Ao ouvir a petição apresentada por Sanila Furram contra a União do Paquistão e outros, o tribunal tomou nota dos dados apresentados pela administração do Território da Capital de Islamabad (ICT). Afirmou que entre 2022 e 2025 foram registrados na capital federal 562 processos criminais relacionados a crianças desaparecidas e abusos infantis.
O tribunal observou que a Lei de Vigilância Zainab foi promulgada para proteger os direitos das crianças, incluindo o direito à vida e à protecção contra violência, abuso, negligência, rapto e exploração, em conformidade com as obrigações do Paquistão ao abrigo da Convenção das Nações Unidas sobre os Direitos da Criança.
O juiz Arbab Muhammad Tahir disse que embora uma leitura cuidadosa do preâmbulo da lei revele a intenção clara da lei, a sua aplicação permanece ilusória.
A lei prevê a criação da Autoridade de Alerta, Resposta e Recuperação de Zainab nos termos do artigo 3.º, cujos poderes e funções são enumerados no artigo 5.º.
O tribunal instruiu o Ministério dos Direitos Humanos a apresentar um relatório abrangente abordando pelo menos 11 áreas específicas de preocupação.
Estes incluem se uma agência foi criada; Que procedimentos ou regras operacionais padrão existem para a emissão de alertas? Que enquadramento técnico está a ser desenvolvido para a base de dados Zainab Alert Law? Se as informações em tempo real são compartilhadas pelas autoridades policiais. Que medidas criminais foram tomadas contra o funcionário delinquente ao abrigo do Artigo 9? Se as regras são estabelecidas na seção 18 da Lei.
Autoridades disseram que as regras ainda não foram notificadas.
O tribunal também procurou obter detalhes sobre o mecanismo de apoio judiciário às vítimas, a composição do Comité Consultivo para a Protecção Infantil das TIC e a integração da base de dados da Lei de Vigilância de Zainab com a Polícia das TIC.
O tribunal exigiu um registro centralizado dos casos julgados sob esta lei.

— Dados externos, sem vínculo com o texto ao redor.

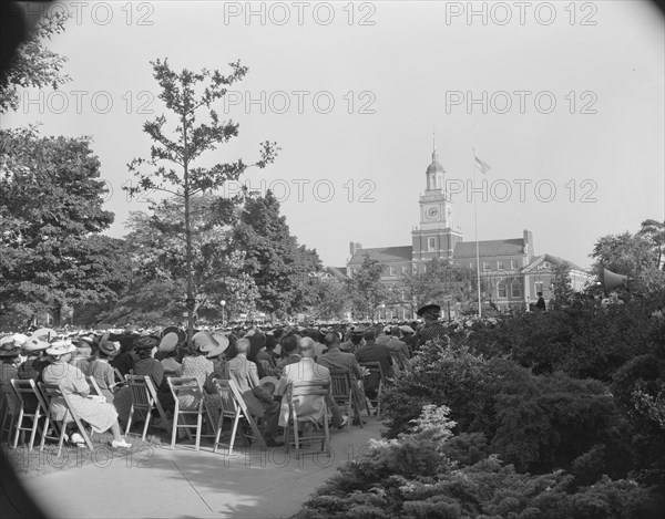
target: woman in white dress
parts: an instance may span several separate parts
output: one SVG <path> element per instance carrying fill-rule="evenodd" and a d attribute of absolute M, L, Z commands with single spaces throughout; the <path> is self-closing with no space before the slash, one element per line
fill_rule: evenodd
<path fill-rule="evenodd" d="M 52 360 L 42 373 L 43 381 L 47 384 L 58 384 L 60 391 L 68 396 L 74 413 L 90 424 L 94 432 L 103 433 L 111 429 L 113 434 L 112 447 L 131 447 L 132 445 L 126 443 L 120 434 L 117 413 L 113 404 L 89 397 L 90 386 L 85 381 L 85 375 L 76 366 L 69 363 L 72 352 L 75 350 L 76 347 L 70 341 L 52 343 L 51 347 L 47 350 L 47 354 L 51 355 Z M 66 411 L 64 398 L 51 399 L 50 411 L 53 419 L 62 421 Z M 81 440 L 83 439 L 80 435 L 74 435 L 72 439 L 76 443 L 80 442 L 75 436 L 79 436 Z"/>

Inclui o número de processos remetidos para acusação, pendentes de julgamento e concluídos, o tempo médio de julgamento e, nomeadamente, se o julgamento foi concluído no prazo previsto no artigo 15.º da Lei.
O Ministério dos Direitos Humanos foi instruído a enviar um funcionário com conhecimento dos factos, e o director de tal agência, se estivesse em funcionamento, foi ordenado a comparecer pessoalmente em tribunal.
A polícia das TIC também foi orientada a apresentar uma resposta. O juiz Tahir adiou o caso até 1º de julho de 2026.